Cumhurbaşkanı Recep Tayyip Erdoğan, AK Parti MYK toplantısında çarpıcı açıklamalarda bulundu.

Erdoğan, NTV'nin haberine göre, MYK’da konuşma yaptı.

Erdoğan, partinin ciddi bir oy kaybı yaşadığını vurguladı ve bunun nedeni olarak 10 ay önce AK Parti’ye oy veren seçmenlerin sandığa gitmemesini gösterdi.

Erdoğan, şu ifadeleri kullandı:

Emeklilerimizin serzenişlerini il ziyaretlerimizde zaten görüyorduk. Gerek tek seferlik 5 bin lira ödenmesi, gerek yüzde 50’yi bulan maaş zamları, gerekse diğer adımlarla, bütçe disiplinini bozmadan, üzerimizdeki bu baskıyı hafifletmeye çalıştık; ama muvaffak olmadık.

Gazze krizi gibi elimizden gelen her şeyi yaptığımız ve bedel ödediğimiz bir meselede dahi siyasi saldırıları savuşturmayı, kimi çevreleri ikna etmeyi maalesef başaramadık. Bunlarla ilgili değerlendirmelerimizi de artısı-eksisiyle mutlaka yapacağız.

İl, ilçe, belde teşkilatlarına, belediye başkanlarımıza, milletvekillerimize, hatta bürokrasiye uzanan bir sıkıntıyla karşı karşıyayız. Oysa milletin sinesinden doğmuş bir siyasi partinin en büyük düşmanı vatandaşla arasına duvarlar örmesidir. Hangi konumda olursa olsun bu partide hiç kimsenin ‘layüsel’ olmadığını milletimize göstereceğiz.
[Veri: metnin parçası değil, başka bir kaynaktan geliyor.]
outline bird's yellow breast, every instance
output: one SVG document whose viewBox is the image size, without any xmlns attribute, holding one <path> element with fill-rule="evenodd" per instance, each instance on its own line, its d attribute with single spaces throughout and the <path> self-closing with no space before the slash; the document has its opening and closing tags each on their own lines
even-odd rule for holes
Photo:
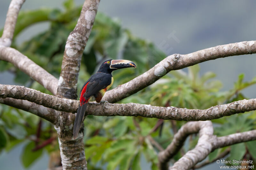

Elbette bu özeleştiri sürecinde hem ittifak olarak girip kaybettiğimiz, hem de Amasya, Kütahya, Kırıkkale gibi iki parti ayrı ayrı girerek özellikle CHP’ye kazandırdığımız il ve ilçelerin durumunu da masaya yatıracağız.

Kurulduktan yalnızca 15 ay sonra bizi iktidara layık gören, henüz 10 ay önceki seçimlerde partimizi açık ara birinci yapan, şimdiye kadar girdiğimiz tüm seçimlerde daima yanımızda duran, velhasıl son 22 yılda tam 17 kez sandıkları bizim için patlatan milletimizin, 31 Mart’ta bizi CHP’nin arkasına niçin ittiğini çok iyi analiz etmeliyiz.

Hatayı, kusuru, yanlışı millette aramak, bizim geleneğimizde asla yoktur. Biz siyasi hayatımızın hiçbir döneminde böyle bir yola başvurmadık, şimdi de başvurmayacağız. Açık söylüyorum, şahsım dâhil bu masanın etrafında oturan hiçbir arkadaşım, 31 Mart seçim sonuçlarının sorumluluğundan kaçamaz. Başkalarını hesaba çekmeden önce kendimizi hesaba çekeceğiz. İğneyi kendinize çuvaldızı başkasına batırmanızı istiyorum.

Nerede bir eksik, hata, kasıt veya ihanet varsa, üzerine gitmek boynumuzun borcudur. Diğer türlü, Allah korusun, daha büyük felaketlerin, daha sarsıcı kayıpların yaşanmasına mani olamayız.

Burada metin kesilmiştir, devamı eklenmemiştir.